From Poppy Fields to Potter's Field:
Increased Mortality after Nonfatal Heroin Overdose

by
O'Brien CS, Crandall CS, McKinney PE.
University of New Mexico: Albuquerque, NM.
Acad Emerg Med 2003 May;10(5):535-6


ABSTRACT

OBJECTIVES: To determine the follow-up mortality of patients presenting to an urban Emergency Department (ED) for nonfatal heroin overdose. METHODS: Design: Nonconcurrent prospective. Setting: Urban, university-affiliated teaching hospital. Subjects: ED charts for all 419 patients presenting to the ED 2/94-3/96 with opiate use key words (e.g., heroin, opiate, narcotic, OD, IVDA) in the chief complaint or final diagnosis fields of our ED patient database were reviewed for inclusion. ED chart review confirmed opiate overdose history and yielded 90 subjects who survived to discharge, thus comprising the cohort.
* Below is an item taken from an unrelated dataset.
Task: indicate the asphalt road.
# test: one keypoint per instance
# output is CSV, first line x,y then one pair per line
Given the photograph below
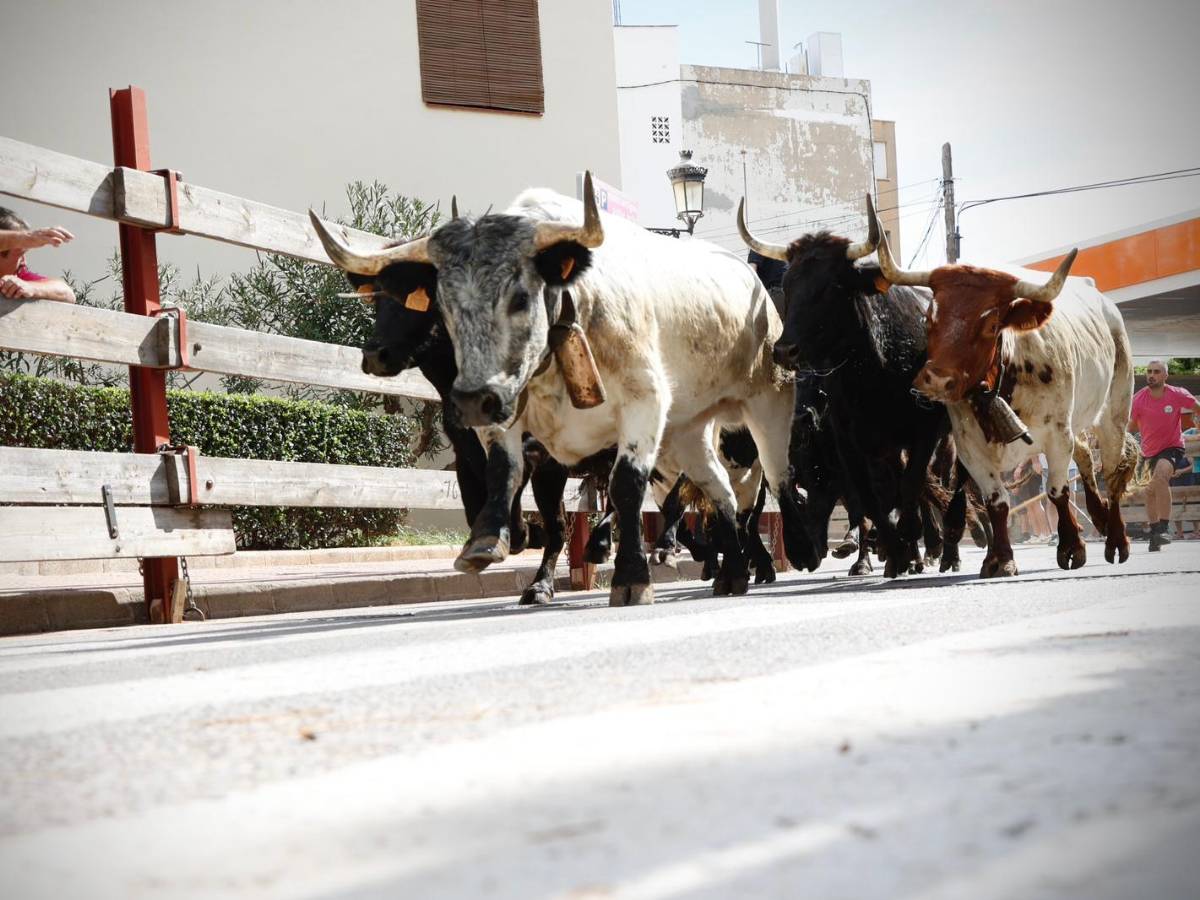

Observations: Subjects were linked to state mortality files using names and date of birth. Person-time was calculated between the overdose ED visit and the date of death or end of follow-up (1/02). Persons not found in the state mortality files were presumed alive. All cause age- and gender-specific mortality rates were calculated using death data as the numerator and person-time as the denominator. The observed number of deaths was compared to the expected number using 1998 county specific age and gender mortality rates, calculating age-adjusted standardized mortality ratios (SMR). RESULTS: 16 of 90 subjects died in follow-up (10/65 male; 6/25 female), on average 2.7 years after the ED visit. The average age at death was 41.4 years. The overall mortality rate was 3,028 deaths/100,000 person-years. The annual mortality risk was 3.0% and was uniform over time. The overall SMR was 8.4 (95% CI: 5.1, 13.0). For men, the SMR was 6.0 (95% CI: 3.1, 10.6). For women, the SMR was 18.2 (95% CI: 7.8, 35.8). Most subjects died of an opiate overdose (31%), trauma (25%), or hepatitis (19%). Few (6%) died of AIDS. CONCLUSIONS: The mortality of narcotic users is striking. Effective, ED-based interventions targeting this high-risk population are urgently needed. Gender specific risks must be further studied and interventions aimed at those factors identified be prioritized.